Once you apply a filter, you need to sort the results.  Now things get a little more interesting, based on how you sort:

  • Alphabetically — rarely the right choice.  Even in the case of searching text, you’re better off sorting by relevancy (which any decent text indexing tool like solr will provide).
  • Most popular — good in that you’re showing high-quality results, but bad in that the “most popular” view doesn’t change often.  If a user is likely to look at this slice of content regularly, you need to shake it up.  Some sites solve the problem of stale results by combining a “most popular” sort with a “content added in past week” filter.
  • Most recent — opposite trade off from “more popular”.  You get dynamic results, but their quality is low.  Works well if timeliness is important and the user has other ways of pruning the content for quality (like your Twitter feed).
  • Recently popular — I personally like to blend popularity and recency.  The easiest way to blend these two metrics is to discount the popularity of each piece of content by its age like so: recently\_popular_{i} = \frac{popular_{i}} {age_{i} + k}, where k is a constant that modulates how drastically popularity falls off with age.  It’s inherently subjective, so you’ll need to dial it in.
  • Random — rarely seen, but can be a great choice if the novelty is the most important factor in the user experience.

Views

Now that we’ve filtered and sorted, there are interesting and underappreciated choices involved in how to display the content.

  • Fixed number per page or infinite scroll?  Infinite scroll has become fashionable in the past couple years, but it’s not without drawbacks.  As you add more elements to the page, it becomes heavier and less responsive.

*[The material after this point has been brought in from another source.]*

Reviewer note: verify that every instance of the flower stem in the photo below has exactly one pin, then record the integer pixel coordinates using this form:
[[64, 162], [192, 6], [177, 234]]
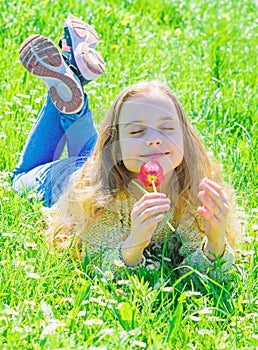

An even bigger issue with infinite scroll is state is lost when a user clicks to view details on something, and then clicks back.
  • What meta data to show?  It’s easy to scan information in the browse page, so all the stakeholders involved in the project will likely argue for their piece to get on the browse page.  But you also don’t want a cluttered look.

Default Values

One thing I’ve learned from watching users interact with web sites is the vast majority of them (like 95%) never change default values.  This is so important, I’ll say it again: your users will not change default values.

So while you could present lots of choices on how to filter and sort and view, the only one that matters is the default.

Infinite Content

As I mentioned earlier, I find some of these choices around browsing interesting in domains where there is so much content as to be essentially infinite, and when the user is just seeking novelty.

Here are a couple examples:

  • An endless flow of videos, which serves random moments from the top 1000 YouTube videos of all time.  It’s instantly engaging — no need to think about what you want to watch.
  • A social way to browse pictures.  I got these pictures from Reddit, which is one of my favorite sites.  But I often get frustrated browsing pictures on Reddit, because their “recently popular” sort doesn’t change enough.  I wanted an interface with a simple “NEXT” button to give me a fix whenever I click.